Researchers from the McKelvey School of Engineering at Washington University in St. Louis have developed a machine learning algorithm that can create a continuous 3D model of cells from a partial set of 2D images that were taken using the same standard microscopy tools found in many labs today.
Their findings were published Sept. 16 in the journal Nature Machine Intelligence.
“We train the model on the set of digital images to obtain a continuous representation,” said Ulugbek Kamilov, assistant professor of electrical and systems engineering and of computer science and engineering. “Now, I can show it any way I want. I can zoom in smoothly and there is no pixelation.”
The key to this work was the use of a neural field network, a particular kind of machine learning system that learns a mapping from spatial coordinates to the corresponding physical quantities. When the training is complete, researchers can point to any coordinate and the model can provide the image value at that location.
A particular strength of neural field networks is that they do not need to be trained on copious amounts of similar data. Instead, as long as there is a sufficient number of 2D images of the sample, the network can represent it in its entirety, inside and out.
The image used to train the network is just like any other microscopy image. In essence, a cell is lit from below; the light travels through it and is captured on the other side, creating an image.
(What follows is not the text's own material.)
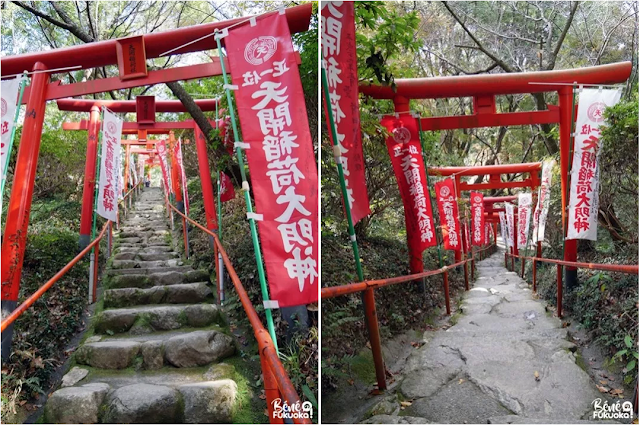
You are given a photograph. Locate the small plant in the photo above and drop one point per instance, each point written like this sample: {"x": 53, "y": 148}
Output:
{"x": 631, "y": 369}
“Because I have some views of the cell, I can use those images to train the model,” Kamilov said. This is done by feeding the model information about a point in the sample where the image captured some of the internal structure of the cell.
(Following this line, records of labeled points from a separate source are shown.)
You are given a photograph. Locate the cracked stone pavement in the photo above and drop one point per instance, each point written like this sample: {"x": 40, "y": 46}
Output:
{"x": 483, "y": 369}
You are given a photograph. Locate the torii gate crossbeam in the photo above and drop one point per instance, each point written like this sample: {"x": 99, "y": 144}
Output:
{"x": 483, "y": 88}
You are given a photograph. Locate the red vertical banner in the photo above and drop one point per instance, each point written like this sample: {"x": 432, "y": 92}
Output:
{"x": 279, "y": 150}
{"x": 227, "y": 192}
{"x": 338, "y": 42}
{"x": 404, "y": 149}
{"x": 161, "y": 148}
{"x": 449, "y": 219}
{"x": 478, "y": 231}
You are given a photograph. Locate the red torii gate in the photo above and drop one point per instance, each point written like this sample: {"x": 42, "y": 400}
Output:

Then the network takes its best shot at recreating that structure. If the output is wrong, the network is tweaked. If it’s correct, that pathway is reinforced. Once the predictions match real-world measurements, the network is ready to fill in parts of the cell that were not captured by the original 2D images.
The model now contains information of a full, continuous representation of the cell — there’s no need to save a data-heavy image file because it can always be recreated by the neural field network.
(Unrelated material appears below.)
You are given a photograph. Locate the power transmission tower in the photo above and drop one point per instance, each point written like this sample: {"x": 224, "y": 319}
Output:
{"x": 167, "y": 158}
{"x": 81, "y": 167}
And, Kamilov said, not only is the model an easy-to-store, true representation of the cell, but also, in many ways, it’s more useful than the real thing.
“I can put any coordinate in and generate that view,” he said. “Or I can generate entirely new views from different angles.” He can use the model to spin a cell like a top or zoom in for a closer look; use the model to do other numerical tasks; or even feed it into another algorithm.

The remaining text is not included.